国の体裁と大川原化工機事件

つぶやき

 自民党は、派閥のパーティー収入不記載事件を受け「政治刷新本部」なるものを設置し、11日に初会合を開いた。

 政治刷新と言うより自民党刷新と言ったほうがいいと思うが、それではあまりに的を得ていて好ましくないということであろうか。
 能登半島地震の緊急事態の時である。自民党のことなど後回しにすべきである。

 メンバーには問題となった安倍派の議員が一番多いらしい。他の派閥の代表者もメンバーになっている。小泉進次郎氏や三原じゅん子氏もいるという。失礼とは思うが、笑ってしまうほど何かおかしい。

 派閥が起こした問題を派閥が刷新と称して議論する。当然批判は起きる。批判は承知の上なのか、これしか方法がなかったのか。

 格好だけでもつけないとまずいということだと思うが、こんなことで格好がつくと思っていることが情けない。

 少しは自民党を信用したいという気もあるのだが、どうも構造的にダメなのかも知れない。政治が利権と関わりすぎている。

 「問題は派閥にある」と今まで何度言われてきたことであろうか。
 派閥、世襲議員、金権体質、金のかかる選挙、汚職。

 何十年も前から言われていることであるが、何も変わっていない。これからも変わることはないであろう。「だめだこりゃ」である。

 このところ岸田総理の防災服を見ているせいか、政治刷新本部の参加者のスーツ姿が意外に見える。それこそ自民党の一大事、みんな防災服でいいのではないか。

 しかし、なにか災害があれば閣僚たちは防災服になる。防災服を着なければ批判されるからであろう。みんな暖かい部屋で、格好だけ防災になる。

 官僚のうち何人が能登の現地に行ったのだろうか。一晩現地で過ごしてみれば被災地の現状を肌身に感じることができると思うのだが。
 
 大川原化工機事件の損害賠償請求訴訟第1審判決に対して、東京都と国が控訴した。捜査を違法と認定したことに対する不服ということらしい。

 原告側も、なぜ冤罪が起きたのか、その経緯が明らかにされていないとして控訴している。

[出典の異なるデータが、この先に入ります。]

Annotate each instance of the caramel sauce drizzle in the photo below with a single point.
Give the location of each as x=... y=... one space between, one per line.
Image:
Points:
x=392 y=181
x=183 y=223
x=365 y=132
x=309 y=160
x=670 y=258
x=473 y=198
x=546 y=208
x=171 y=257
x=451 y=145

 検察や警察にすれば、違法捜査という認定はどうしても取り去りたいであろう。違法捜査と言われては、それこそ権威とか威信とかに関わる。
 
 この国はなにより体裁を重んじる。体裁のために政治があり、行政があり、検察がある。体裁を保つことが目的になっている。

 明治維新による国の形はヨーロッパを真似ることであった。近代国家としての体裁を作れば、近代国家になると考えていた。洋館を建て、洋服を着てワルツを踊ればヨーロッパと同じ、と時の指導者は考えた。よかったのか、よくなかったのか。

 国民の信頼を回復しなければいけないというが、国民の信頼など意識して政治を行っているのだろうか。
 国民の信頼というのも体裁、国民の信頼を回復するというのも体裁。「政治刷新本部」なるものも全くの体裁である。